Que me perdone el Sr. Presidente si me permito disentir de una de sus últimas referencias a la Iglesia y al cardenal Terrazas. De ninguna manera es admisible decir que ´el Cardenal y su cúpula ya es un sindicato opositor al Gobierno´. ¿Cuándo lo han sido? No lo son ni lo serán porque su misión es predicar la palabra de Dios sin esperar recompensa humana alguna, ni los suculentos empleos que los poderosos reparten a sus serviles obsecuentes. Y en lo que toca a la convivencia social, la misión de la Iglesia no es hacer oposición; esto compete a los políticos que, en democracia, tienen derecho y a veces la obligación de estar en desacuerdo con determinados gobiernos. Por el contrario, la misión de la Iglesia es facilitar el entendimiento y la concordia con el objeto de que la sociedad alcance el bien común. Objetivos que el actual Gobierno está muy lejos de cumplir. ¡Qué ingratitud la de Don Evo cuando soltó la impertinencia que comentó! ¿Acaso no dijo, cuando le convino, que el Cardenal era su amigo? Éste último sabe mejor que nadie cuántos desvelos tuvo que soportar, él y ´su cúpula´, para tender la mano concertadora. Pero Don Evo Morales Ayma la rechazó con injusto desdén, tal vez porque se cree imbatible.

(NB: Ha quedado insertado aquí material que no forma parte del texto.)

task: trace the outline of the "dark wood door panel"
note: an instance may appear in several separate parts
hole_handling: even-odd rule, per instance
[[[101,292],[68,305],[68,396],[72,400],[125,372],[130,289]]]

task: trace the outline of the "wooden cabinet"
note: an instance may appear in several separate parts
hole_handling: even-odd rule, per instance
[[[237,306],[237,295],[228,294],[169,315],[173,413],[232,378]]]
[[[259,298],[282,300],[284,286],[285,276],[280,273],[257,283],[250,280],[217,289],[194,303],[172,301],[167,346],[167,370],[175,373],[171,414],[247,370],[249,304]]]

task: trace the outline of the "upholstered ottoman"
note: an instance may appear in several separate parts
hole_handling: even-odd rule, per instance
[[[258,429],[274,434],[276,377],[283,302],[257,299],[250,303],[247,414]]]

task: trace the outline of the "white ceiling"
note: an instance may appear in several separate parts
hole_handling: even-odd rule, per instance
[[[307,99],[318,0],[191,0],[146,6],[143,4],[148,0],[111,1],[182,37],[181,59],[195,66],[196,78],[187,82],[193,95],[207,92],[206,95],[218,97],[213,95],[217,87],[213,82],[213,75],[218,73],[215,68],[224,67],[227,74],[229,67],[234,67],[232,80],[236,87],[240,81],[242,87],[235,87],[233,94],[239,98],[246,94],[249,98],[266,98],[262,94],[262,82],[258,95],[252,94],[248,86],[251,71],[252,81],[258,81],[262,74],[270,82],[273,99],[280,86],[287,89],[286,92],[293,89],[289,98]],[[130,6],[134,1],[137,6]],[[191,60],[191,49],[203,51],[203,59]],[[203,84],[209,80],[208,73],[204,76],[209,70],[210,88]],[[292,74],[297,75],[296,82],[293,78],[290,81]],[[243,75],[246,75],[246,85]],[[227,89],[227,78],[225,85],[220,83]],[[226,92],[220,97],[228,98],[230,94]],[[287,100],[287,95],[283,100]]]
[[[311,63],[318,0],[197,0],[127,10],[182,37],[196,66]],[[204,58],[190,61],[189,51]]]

La inoportuna actitud del Sr. Presidente tiene mucho parecido a los viejos arrebatos de anticlericalismo que salpicaron la historia en los últimos siglos, o de los antiguos resabios del liberalismo comecuras, y más tarde los del socialismo marxista ateo. Tales resabios se repiten cíclicamente y no por esto la Iglesia ha dejado de cumplir con la misión que Jesús le encomendó. Esos despropósitos son una de las formas con que las que muchos poderes públicos tratan de intimidar o manipular a la Iglesia, justo cuando esos poderes no soportan que les digan que se equivocan.
Las ligerezas con las que el Sr. Presidente ha molestado inútilmente a la Iglesia boliviana podrían pasarse por alto, si fuesen dichas por un ciudadano cualquiera. Pero no por un Jefe de Estado de un país mayoritariamente católico y cuyo Cardenal ha merecido el respeto aún de los no católicos. Parecería que el Presidente se esmera en perder puntos en el aprecio popular. Por lo demás, Don Evo —y no Mons. Terrazas y su ´cúpula´— es quien más pierde. Y creo que el señor Morales tiene otros asuntos de qué ocuparse. Pongo por ejemplo las autonomías departamentales, el laberinto del referéndum revocatorio, la subida de precios de los artículos de primera necesidad, la reputación del Gobierno ante el pueblo y ante la comunidad internacional, y qué sé yo cuántas cosas más.
Dicho esto, cambio de tercio —como se dice en el arte de la lidia— y me permito decirle a Don Evo Morales, sindicalista a la vez que Presidente, que la Iglesia continuará cumpliendo su misión y volverá a tender la mano para ayudar al país a salir de los atolladeros en los que nos enfangan algunos políticos. Jesús nos ordenó perdonar ´setenta veces siete´.
*José Gramunt es sacerdote jesuita y director de ANF.